Case I: If ABC is an acute-angled triangle then we get,

           a = BC = BD + CD ………………………… (i)

Now from the triangle ABD we have,

cos B = BD/AB   

⇒ BD = AB cos B

⇒ BD = c cos B, [since, AB = c]

Again, cos C = CD/AC  

⇒ CD = AC cos C 

⇒ CD = b cos C, [since, AC = b]


Now, substitute the value of BD and CD in equation (i) we get,

        a = c cos B + b cos C         

Note: We observe in the above diagram BD and CD are projections of AB and AC respectively on BC.

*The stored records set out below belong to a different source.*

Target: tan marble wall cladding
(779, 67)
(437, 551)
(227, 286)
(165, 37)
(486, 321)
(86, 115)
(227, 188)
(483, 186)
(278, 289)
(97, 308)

Case II: If ABC is an acute-angled triangle then we get,

            a = BC = CD - BD                                           ………………………… (ii)

Now from the triangle ADC we have,

cos C =  CD/AC   

⇒ CD = AC cos C

⇒ CD = b cos C, [since, AC = b]

Again, cos (π - B) = BD/AB  

⇒ BD = AB cos (π - B)



⇒ BD = -c cos B, [since, AB = c and cos (π - θ) = -cos θ]

Now, substitute the value of BD and CD in equation (ii) we get,

       a = b cos C - (-c cos B)

⇒ a = b cos C + c cos B

Case III: If ABC is a right-angled triangle then we get,

             a = BC                                              ………………………… (iii)

and cos B =  BC/AB   

⇒ BC = AB cos B

⇒ BC = c cos B, [since, AB = c]

Now, substitute the value of BC in equation (iii) we get,

       a = c cos B

⇒ a = c cos B +C

⇒ a = c cos B + b cos C, [since C = 90° ⇒ cos C = cos 90 = 0] 

Therefore, in any triangle ABC we get, a = b cos C + c cos B

Similarly, we can prove that the formulae b = c cos A + a cos C and c = a cos B + b cos A.